Thus it is in the communist society that the ideals of human freedom
and equality are truly realised for the first time. Freedom not
only from political oppression but from economic compulsion and
subjugation and intellectual enslavement. Freedom to enjoy and
experience life in its diverse dimensions. Equality not only before
the law but in the enjoyment of society's material and intellectual
wealth. Equality in worth and dignity for everyone in society.
Communist society is not a dream or utopia. All the conditions
for the formation of such a society have already created within
the capitalist world itself. The scientific, technological and
productive powers of humanity have already grown so enormously
that founding a society committed to the well-being of all is
perfectly feasible. The spectacular advances in communication
and information technology during the last two decades have meant
that the organization of a world community with collective participation
in the design, planning and execution of society's diverse functions
is possible more than ever before. A large part of these resources
is now either wasted in different ways or is even deliberately
used to hinder efforts to improve society and satisfy human needs.
But for all the immensity of society's material resources, the
backbone of communist society is the creative and living power
of billions of men and women beings freed from class bondage,
wage-slavery, intellectual slavery, alienation and degradation.
The free human being is the guarantee for the realization of communist
society.
Communist society is not a utopia. It is the goal and result of
the struggle of an immense social class against capitalism; a
living, real and ongoing struggle that is as old as bourgeois
society itself. Capitalism itself has created the great social
force that can materialise this liberating prospect. The staggering
power of capital on a global scale is a reflection of the power
of a world working class. Unlike other oppressed classes in the
history of human society, the working class cannot set itself
free without freeing the whole of humanity. Communist society
is the product of workers' revolution to put an end to the system
of wage-slavery; a social revolution which inevitably transforms
the entire foundation of the production relations.
Proletarian revolution and workers' state
The
exponents and ideologues of the bourgeoisie accuse Marxism and
worker-communism of advocating force and violence to achieve their
social objectives. The truth, however, is that it is the bourgeois
system itself that is founded on organised violence; violence
against people, against their bodies and minds, against their
thoughts and emotions, against their hopes and aspirations and
against their struggle to improve their lives and the world they
live in.
The wage-labour system, that is the daily compulsion of the great
majority of people to sell their physical and intellectual abilities
to others in order to make a living, is the source and essence
of the violence which is inherent of this system. This naked violence
has many direct victims: Women, workers, children, the aged, people
of the poorer regions of the world, anyone who asks for their
rights and stands up to any oppression, and anyone who has been
branded as belonging to this or that "minority". In
this system, thanks essentially to the rivalry of capitals and
economic blocs, war and genocide have assumed staggering proportions.

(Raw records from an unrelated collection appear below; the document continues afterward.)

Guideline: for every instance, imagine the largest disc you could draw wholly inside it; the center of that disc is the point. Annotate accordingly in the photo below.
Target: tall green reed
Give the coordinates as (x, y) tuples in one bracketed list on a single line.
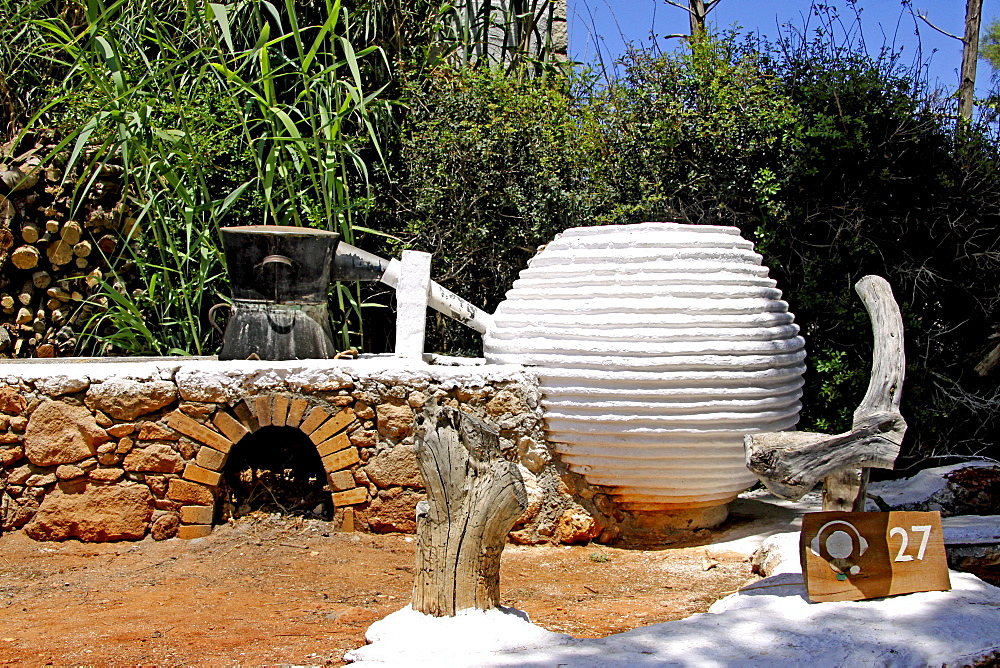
[(159, 89)]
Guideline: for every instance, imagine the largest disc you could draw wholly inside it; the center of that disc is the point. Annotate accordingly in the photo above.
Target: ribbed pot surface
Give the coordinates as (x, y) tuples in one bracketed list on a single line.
[(658, 346)]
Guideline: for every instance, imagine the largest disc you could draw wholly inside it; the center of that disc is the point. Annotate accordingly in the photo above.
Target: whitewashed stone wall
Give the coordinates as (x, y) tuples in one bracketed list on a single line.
[(116, 450)]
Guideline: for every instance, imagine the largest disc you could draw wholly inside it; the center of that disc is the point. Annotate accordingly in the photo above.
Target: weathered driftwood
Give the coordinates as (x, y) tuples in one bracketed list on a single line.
[(791, 463), (474, 496)]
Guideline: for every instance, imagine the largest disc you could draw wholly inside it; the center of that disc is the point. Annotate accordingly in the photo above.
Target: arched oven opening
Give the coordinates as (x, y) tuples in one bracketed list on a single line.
[(274, 470)]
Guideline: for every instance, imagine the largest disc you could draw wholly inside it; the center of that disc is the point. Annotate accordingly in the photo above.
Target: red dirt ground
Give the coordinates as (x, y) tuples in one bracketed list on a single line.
[(278, 590)]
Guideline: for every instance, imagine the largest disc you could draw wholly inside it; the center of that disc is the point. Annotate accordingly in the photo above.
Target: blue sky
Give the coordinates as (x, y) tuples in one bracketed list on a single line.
[(608, 24)]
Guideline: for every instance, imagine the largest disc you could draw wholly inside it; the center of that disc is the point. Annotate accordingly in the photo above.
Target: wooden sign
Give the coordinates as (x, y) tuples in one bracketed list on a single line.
[(854, 556)]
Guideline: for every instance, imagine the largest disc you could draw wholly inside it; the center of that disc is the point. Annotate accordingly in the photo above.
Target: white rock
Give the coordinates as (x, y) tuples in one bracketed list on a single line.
[(59, 384)]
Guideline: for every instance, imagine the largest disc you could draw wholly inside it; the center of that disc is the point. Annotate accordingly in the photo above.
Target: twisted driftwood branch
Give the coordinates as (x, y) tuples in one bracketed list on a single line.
[(474, 496), (791, 463)]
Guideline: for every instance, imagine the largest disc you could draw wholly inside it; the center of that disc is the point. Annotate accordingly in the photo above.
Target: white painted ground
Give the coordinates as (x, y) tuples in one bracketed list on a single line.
[(769, 623)]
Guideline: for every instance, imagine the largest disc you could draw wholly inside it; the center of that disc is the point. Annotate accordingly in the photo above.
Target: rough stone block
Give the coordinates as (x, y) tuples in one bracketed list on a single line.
[(350, 497), (199, 432), (246, 416), (340, 460), (119, 430), (315, 419), (279, 410), (210, 459), (60, 433), (196, 514), (192, 531), (127, 399), (332, 426), (196, 473), (295, 411), (184, 491), (101, 513), (394, 421), (154, 431), (12, 401), (262, 404), (106, 476), (157, 458), (329, 446), (230, 426), (395, 468)]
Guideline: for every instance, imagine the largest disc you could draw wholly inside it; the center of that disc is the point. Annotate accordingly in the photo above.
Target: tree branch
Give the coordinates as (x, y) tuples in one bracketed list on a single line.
[(923, 17)]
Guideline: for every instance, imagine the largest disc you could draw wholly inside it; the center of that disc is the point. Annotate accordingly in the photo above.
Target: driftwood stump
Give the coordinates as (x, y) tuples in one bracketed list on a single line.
[(790, 463), (474, 496)]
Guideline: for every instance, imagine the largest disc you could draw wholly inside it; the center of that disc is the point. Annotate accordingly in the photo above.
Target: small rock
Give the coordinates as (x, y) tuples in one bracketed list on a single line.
[(576, 525), (416, 400), (101, 513), (19, 476), (362, 438), (157, 458), (69, 472), (363, 411), (504, 402), (394, 511), (533, 455), (198, 411), (972, 488), (60, 384), (189, 493), (154, 431), (394, 421), (12, 401), (127, 399), (60, 433), (165, 526), (157, 484), (119, 430), (106, 476), (10, 456), (109, 458), (395, 468)]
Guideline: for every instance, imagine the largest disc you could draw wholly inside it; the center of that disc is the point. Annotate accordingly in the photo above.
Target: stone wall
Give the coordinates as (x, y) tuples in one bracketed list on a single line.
[(114, 450)]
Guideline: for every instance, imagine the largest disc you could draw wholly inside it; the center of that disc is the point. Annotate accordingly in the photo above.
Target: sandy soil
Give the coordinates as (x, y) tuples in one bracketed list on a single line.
[(275, 590)]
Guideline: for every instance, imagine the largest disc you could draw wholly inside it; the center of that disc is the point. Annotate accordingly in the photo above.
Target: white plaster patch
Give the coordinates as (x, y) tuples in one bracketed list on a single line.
[(768, 623), (919, 489), (410, 638)]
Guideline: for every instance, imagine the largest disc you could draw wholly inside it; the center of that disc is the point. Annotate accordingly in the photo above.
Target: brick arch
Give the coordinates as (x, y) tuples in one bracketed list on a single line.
[(325, 426)]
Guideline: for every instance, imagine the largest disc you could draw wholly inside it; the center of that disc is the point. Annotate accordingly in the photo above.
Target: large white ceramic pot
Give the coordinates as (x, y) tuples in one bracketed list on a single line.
[(658, 346)]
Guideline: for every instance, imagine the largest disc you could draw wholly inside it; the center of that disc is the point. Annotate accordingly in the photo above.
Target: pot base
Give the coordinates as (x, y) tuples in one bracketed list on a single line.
[(278, 332), (654, 524)]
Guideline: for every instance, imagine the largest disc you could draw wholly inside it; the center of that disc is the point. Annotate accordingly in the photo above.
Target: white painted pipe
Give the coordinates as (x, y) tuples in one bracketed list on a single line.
[(445, 301)]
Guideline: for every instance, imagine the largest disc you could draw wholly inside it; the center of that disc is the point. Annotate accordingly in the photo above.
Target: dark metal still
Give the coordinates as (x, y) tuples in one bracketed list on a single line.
[(280, 276)]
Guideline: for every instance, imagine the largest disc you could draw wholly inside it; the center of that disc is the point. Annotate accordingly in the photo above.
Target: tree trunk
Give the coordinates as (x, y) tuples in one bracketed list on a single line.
[(698, 12), (790, 463), (970, 56), (474, 496)]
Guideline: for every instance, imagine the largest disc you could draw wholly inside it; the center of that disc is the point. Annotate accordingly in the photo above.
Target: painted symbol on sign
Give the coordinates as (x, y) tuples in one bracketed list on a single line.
[(840, 546)]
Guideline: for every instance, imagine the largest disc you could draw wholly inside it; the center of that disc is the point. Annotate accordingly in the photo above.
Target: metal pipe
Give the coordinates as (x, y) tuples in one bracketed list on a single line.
[(353, 264)]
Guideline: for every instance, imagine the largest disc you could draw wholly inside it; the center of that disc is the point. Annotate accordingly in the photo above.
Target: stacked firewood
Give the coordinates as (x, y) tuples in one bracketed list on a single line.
[(54, 249)]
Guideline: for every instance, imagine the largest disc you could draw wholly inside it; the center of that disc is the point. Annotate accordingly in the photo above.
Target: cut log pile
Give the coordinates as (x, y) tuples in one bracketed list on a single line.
[(53, 251)]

The technology of war and mass destruction is far more advanced
than the technology used in production of goods. The bourgeoisie's
global arsenal can annihilate the world several times over. This
is the system that has actually used horrendous nuclear and chemical
weapons against people. Bourgeois society can also take pride
in its remarkable advances in turning crime, murder, abuse and
rape into a routine fact of life in this system.
Can such a system be swept out of the way of human liberation
and a permanent end to violence without the working people resorting
to force? Nowhere in communist theory is use of force viewed as
an necessary component of workers' revolution. But anyone with
even the slightest grasp of the realities of this society would
admit that the ruling class will never peacefully stand aside
and bow to the will of the overwhelming majority to change the
system. If protection of the day to day business and interest
of the bourgeoisie is the job of the state, defending the existence
of capitalism and bourgeois property is its very essence. If demands
for higher wages and free speech incur the wrath of the state,
police and the military, one can imagine the kind of resistance
that will be put up to the attempt to expropriate the bourgeoisie
politically and economically. Violence by the bourgeoisie and
its state against workers' revolution, against the will of the
overwhelming majority of people who, with the working class in
their lead, rise to set up a new society is practically inevitable.
Workers' revolution must bring down the bourgeois state. Bourgeois
resistance against the revolution, and particularly against the
attempt to turn the means of production into common ownership,
will continue even after bourgeois state power has been dismantled.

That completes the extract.